A system and method of retrieving data from a database comprising unstructured data comprises specifying a text analytic component in an unstructured text query at query-runtime; submitting the unstructured text query to a web service database; filtering unstructured text data in the web service database based on constraints defined in the text analytic component in the query; and receiving the filtered unstructured text data based on the submitted query from the web service database, wherein the text analytic component comprises metadata requirements. Preferably, the constraints comprise any of positive sentiments regarding an unstructured text document and negative sentiments regarding the unstructured text document. Alternatively, the constraints may comprise any of name spotting constraints, address spotting constraints, date spotting constraints, and entity spotting constraints. The filtering preferably occurs using a web-based callback service specified in a WFQL XML document. The database is preferably run on a WebFountain platform.

Description

SYSTEM AND METHOD FOR ON-DEMAND ANALYSIS OF UNSTRUCTURED TEXT DATA RETURNED FROM A DATABASE
BACKGROUND OF THE INVENTION
Field of the Invention The embodiments of the invention generally relate to database systems and, more particularly, to queries run on database systems .
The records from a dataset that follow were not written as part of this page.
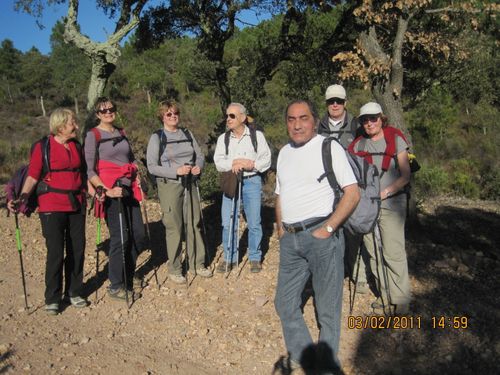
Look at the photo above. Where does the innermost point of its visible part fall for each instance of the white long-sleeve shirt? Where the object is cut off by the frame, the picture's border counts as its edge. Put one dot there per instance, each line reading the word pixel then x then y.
pixel 242 148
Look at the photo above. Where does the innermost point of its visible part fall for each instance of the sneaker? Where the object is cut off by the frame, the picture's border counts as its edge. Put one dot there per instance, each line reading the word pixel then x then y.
pixel 178 279
pixel 225 266
pixel 138 281
pixel 255 266
pixel 203 272
pixel 362 287
pixel 52 308
pixel 78 302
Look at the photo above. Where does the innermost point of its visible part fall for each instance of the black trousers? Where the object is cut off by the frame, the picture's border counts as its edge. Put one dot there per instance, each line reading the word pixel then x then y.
pixel 63 229
pixel 133 239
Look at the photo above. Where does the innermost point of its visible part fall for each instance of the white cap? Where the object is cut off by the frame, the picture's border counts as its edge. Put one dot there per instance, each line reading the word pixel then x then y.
pixel 371 108
pixel 335 91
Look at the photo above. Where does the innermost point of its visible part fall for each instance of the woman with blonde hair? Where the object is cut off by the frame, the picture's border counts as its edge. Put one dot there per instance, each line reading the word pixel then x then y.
pixel 175 159
pixel 56 171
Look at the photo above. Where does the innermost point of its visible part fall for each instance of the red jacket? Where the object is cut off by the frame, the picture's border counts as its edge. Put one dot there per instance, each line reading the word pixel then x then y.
pixel 60 158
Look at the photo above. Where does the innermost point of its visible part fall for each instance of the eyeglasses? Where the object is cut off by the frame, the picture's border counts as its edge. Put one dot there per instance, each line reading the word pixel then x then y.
pixel 107 110
pixel 365 119
pixel 170 114
pixel 335 101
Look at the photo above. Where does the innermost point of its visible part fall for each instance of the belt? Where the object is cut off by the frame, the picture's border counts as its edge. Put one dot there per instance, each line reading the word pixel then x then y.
pixel 303 225
pixel 166 180
pixel 250 176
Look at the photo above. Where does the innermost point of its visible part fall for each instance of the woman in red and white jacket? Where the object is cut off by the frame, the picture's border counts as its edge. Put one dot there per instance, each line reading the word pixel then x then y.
pixel 56 171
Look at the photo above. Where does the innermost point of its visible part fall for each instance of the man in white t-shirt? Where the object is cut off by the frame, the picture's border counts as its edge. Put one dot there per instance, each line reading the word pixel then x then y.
pixel 311 240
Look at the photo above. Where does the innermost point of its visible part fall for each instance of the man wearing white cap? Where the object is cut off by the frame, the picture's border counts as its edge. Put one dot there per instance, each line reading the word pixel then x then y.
pixel 338 123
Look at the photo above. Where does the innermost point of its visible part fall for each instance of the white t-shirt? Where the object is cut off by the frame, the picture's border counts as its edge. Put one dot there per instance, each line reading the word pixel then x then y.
pixel 301 195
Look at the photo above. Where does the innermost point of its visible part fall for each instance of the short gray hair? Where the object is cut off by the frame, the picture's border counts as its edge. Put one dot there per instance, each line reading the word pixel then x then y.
pixel 242 108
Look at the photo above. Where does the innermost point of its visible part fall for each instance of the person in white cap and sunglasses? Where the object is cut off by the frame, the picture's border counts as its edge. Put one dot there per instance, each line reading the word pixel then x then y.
pixel 344 127
pixel 337 122
pixel 387 148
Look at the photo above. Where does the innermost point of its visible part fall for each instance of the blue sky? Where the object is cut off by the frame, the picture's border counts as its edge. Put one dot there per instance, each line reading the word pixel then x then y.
pixel 22 29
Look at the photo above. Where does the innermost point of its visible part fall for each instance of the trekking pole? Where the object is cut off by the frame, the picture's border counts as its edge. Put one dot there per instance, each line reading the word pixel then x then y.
pixel 231 235
pixel 97 248
pixel 379 259
pixel 99 192
pixel 240 188
pixel 148 233
pixel 356 275
pixel 184 181
pixel 20 252
pixel 120 217
pixel 205 239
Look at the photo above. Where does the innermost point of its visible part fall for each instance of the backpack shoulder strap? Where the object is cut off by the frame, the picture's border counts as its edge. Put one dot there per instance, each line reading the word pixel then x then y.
pixel 162 143
pixel 253 137
pixel 97 135
pixel 227 136
pixel 326 156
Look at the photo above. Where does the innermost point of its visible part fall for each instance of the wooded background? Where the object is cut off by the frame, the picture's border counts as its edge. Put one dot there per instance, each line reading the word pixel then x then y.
pixel 433 65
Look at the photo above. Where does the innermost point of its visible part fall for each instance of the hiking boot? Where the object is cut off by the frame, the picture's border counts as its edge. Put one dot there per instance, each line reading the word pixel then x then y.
pixel 255 266
pixel 362 287
pixel 138 281
pixel 120 294
pixel 178 279
pixel 78 302
pixel 222 267
pixel 52 308
pixel 203 272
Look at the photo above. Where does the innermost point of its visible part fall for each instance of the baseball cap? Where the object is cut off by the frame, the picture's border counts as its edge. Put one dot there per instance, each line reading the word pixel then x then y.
pixel 335 91
pixel 370 108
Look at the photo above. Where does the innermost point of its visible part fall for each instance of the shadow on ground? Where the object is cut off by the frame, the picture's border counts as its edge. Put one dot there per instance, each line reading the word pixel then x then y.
pixel 452 328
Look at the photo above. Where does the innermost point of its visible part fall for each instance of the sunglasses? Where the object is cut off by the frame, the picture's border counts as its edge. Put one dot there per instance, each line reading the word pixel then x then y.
pixel 107 110
pixel 335 101
pixel 365 119
pixel 170 114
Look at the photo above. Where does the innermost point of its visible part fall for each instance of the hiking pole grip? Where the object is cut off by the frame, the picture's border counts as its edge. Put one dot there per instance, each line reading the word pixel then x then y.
pixel 20 252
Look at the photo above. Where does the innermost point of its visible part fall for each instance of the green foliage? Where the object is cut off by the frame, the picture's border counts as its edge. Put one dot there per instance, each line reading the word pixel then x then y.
pixel 464 178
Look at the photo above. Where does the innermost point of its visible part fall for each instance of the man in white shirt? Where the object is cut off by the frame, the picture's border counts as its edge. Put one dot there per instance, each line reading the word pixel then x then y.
pixel 242 156
pixel 311 238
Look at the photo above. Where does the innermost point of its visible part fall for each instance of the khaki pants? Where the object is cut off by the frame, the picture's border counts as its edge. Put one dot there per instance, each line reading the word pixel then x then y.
pixel 174 215
pixel 391 224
Description of the Related Art
Unstructured text is text data that can be in paragraph or sentence form such as text normally found in a book, World Wide Web page, newspaper, speech, etc. Conversely, structured text is text data that has some explicit format applied to it, such as text field data found in a spreadsheet, form, or traditional relational database. Currently, there is a requirement to perform some post-processing on the query data set returned from a unstructured text database, such as the WebFountain platform, available from IBM Corp., NY, USA. Generally, WebFountain is a platform for very large-scale unstructured text analytics applications. In this regard, text analytics refers to statistical and artificial intelligence methodologies used to analyze unstructured text. A description of the WebFountain platform is described in Gruhl et al . , "How to build a WebFountain: An architecture for very large-scale text analytics," IBM Systems Journal, Vol. 43, No. 1, p. 64-77, 2004 and Cass, S., "A Fountain of Knowledge," IEEE Spectrum, p. 68-75, January 2004, the complete disclosures in their entireties are herein incorporated by reference. The requirement is that certain data is restricted from use by the client but is needed for processing to generate the necessary results after a query takes place. The result of that processing would then be available to the client as metadata. Accordingly, it is desirable to be able to retrieve unstructured text data from a database and process it using text analytics services.
SUMMARY OF THE INVENTION
In view of the foregoing, an embodiment of the invention provides a method of retrieving data from a database comprising unstructured data, wherein the method comprises specifying a text analytic component in an unstructured text query at query runtime; submitting the unstructured text query to a web service database; filtering unstructured text data in the web service database based on constraints defined in the text analytic component in the query; and receiving the filtered unstructured text data based on the submitted query from the web service database, wherein the specifying of the text analytic component comprises adding metadata requirements to the unstructured text query. Preferably, the constraints comprise any of positive sentiments regarding an unstructured text document and negative sentiments regarding the unstructured text document. Alternatively, the constraints may comprise any of name spotting constraints, address spotting constraints, date spotting constraints, and entity spotting constraints .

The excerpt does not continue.